Jameson Hicks, 9, left, dressed as Commodore Oliver Hazard Perry, holds a model of Perry's flagship, Lawrence. To the right are classmates at Aurora Academy also dressed as heroes to retell 23 stories of extraordinary Ohioans.

Students at Aurora Academy in East Toledo felt what it was like to step into the shoes of a hero who lived in the Buckeye state recently during the program "Heroes of Ohio Day."

Well, most students got to wear shoes. Others, like the student portraying John Chapman - also known as Johnny Appleseed - went barefoot because he was known to walk without shoes while planting apple seeds around the area.

After studying Ohio history for the past few weeks, students from Ohio's first charter school, 541 Utah St., celebrated the lives of 23 heroes from various periods with help from Rick Sowash, author of Heroes of Ohio: 23 True Tales of Courage and Character.

One by one, third and fourth-grade re-enactors dressed head to toe in costume walked up to a makeshift stage Mr. Sowash set up in the school's gym in front of a blown-up backdrop of the cover of his book. Then he asked the students questions about their heroes during a short skit.

During each skit, Mr. Sowash and each student highlighted little-known Ohio heroes, such as Jacob Parrott, a Union Civil War soldier; Granville Woods, an inventor, and Januarius MacGahan, a newspaper reporter and liberator of Bulgaria.

Other students depicted more famous heroes like inventor Thomas Edison; Elizabeth Hauser, a suffragette, and astronaut Neil Armstrong.

Mr. Sowash said he characterizes a hero simply as someone who helps other people.

Dressed in black pants with a red handkerchief in the back pocket and a gray button-down shirt under bright-red suspenders, Mr. Sowash used his own energy and excitement to hold the attention of an audience full of kindergarten through fourth-grade students and about 100 parents.

Wearing a blue lab coat, third grader Terrance Arrington, 9, said he was happy to portray Thomas Edison "because he was one of my favorite heroes because he made one of the first light bulbs."

Third grader Andrew Heilman, 8, said he had a different problem - one involving the costume he was wearing to depict Granville Woods.

"It's itchy and sweaty," he said, scratching his neck behind his black bowtie.

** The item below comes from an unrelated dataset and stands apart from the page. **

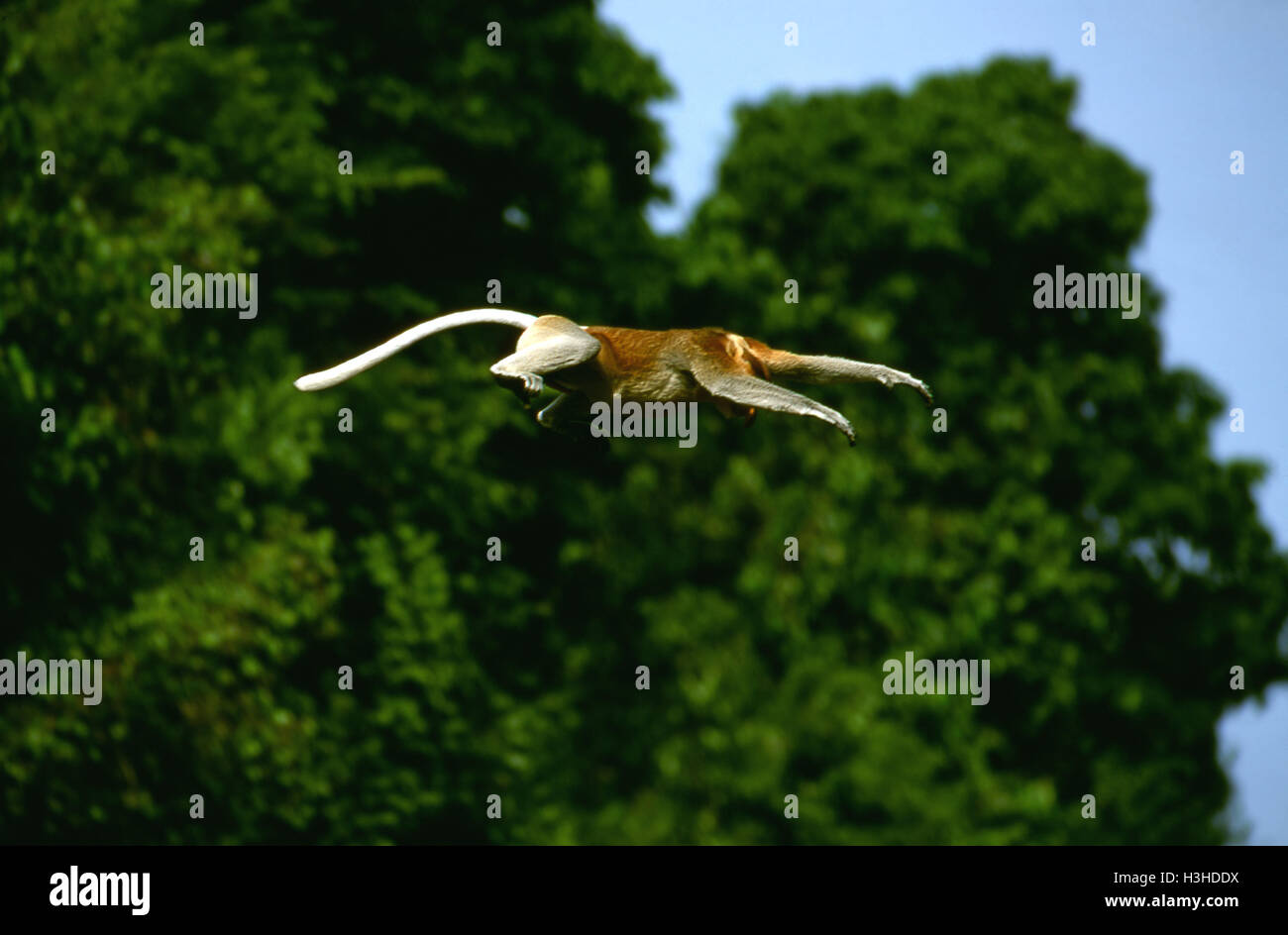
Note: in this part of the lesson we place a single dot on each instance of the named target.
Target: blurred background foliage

After the re-enactment with the younger grades, students from the upper grade levels went to the auditorium to listen to Mr. Sowash retell the lives of the heroes in a one-man show geared toward older children.

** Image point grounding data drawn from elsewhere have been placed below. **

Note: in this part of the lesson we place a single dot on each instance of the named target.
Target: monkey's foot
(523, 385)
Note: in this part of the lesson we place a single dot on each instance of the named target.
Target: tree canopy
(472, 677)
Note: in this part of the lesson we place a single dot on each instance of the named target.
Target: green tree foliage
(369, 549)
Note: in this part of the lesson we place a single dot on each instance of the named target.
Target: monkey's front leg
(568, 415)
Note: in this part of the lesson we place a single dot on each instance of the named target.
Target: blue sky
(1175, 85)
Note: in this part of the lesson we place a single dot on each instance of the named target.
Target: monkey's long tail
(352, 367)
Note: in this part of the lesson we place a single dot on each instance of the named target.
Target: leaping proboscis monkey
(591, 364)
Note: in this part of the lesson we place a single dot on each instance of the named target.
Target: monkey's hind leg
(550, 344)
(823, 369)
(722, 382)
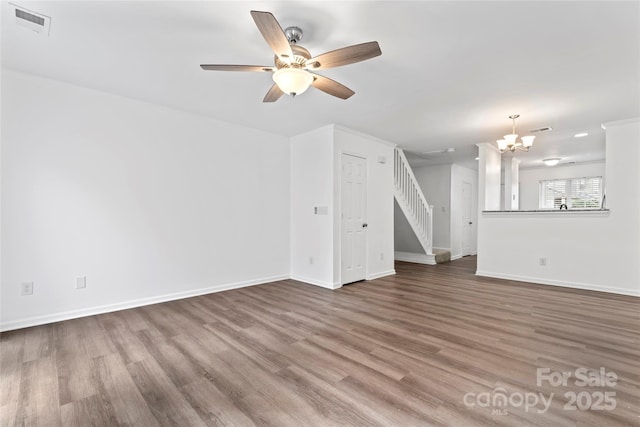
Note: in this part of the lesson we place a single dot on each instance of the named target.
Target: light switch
(321, 210)
(81, 282)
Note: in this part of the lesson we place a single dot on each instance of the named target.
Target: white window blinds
(575, 193)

Mr. Sowash, 56, was born and raised in Mansfield, Ohio, and lives in Cincinnati. For the past 15 years, he's visited about 100 schools annually and has performed for more than 250,000 Ohio children. He uses a theme from one of his three books that are all based on Ohio history.

"They're not kiddie books," he said. "They're substantive books with lots of information."

Though he's also a classical composer and has been a county commissioner in Richland County, Ohio, he said his grandfather instilled in him a love for historical stories that's never gone away.

"Now it's my mission to do that for kids," he said.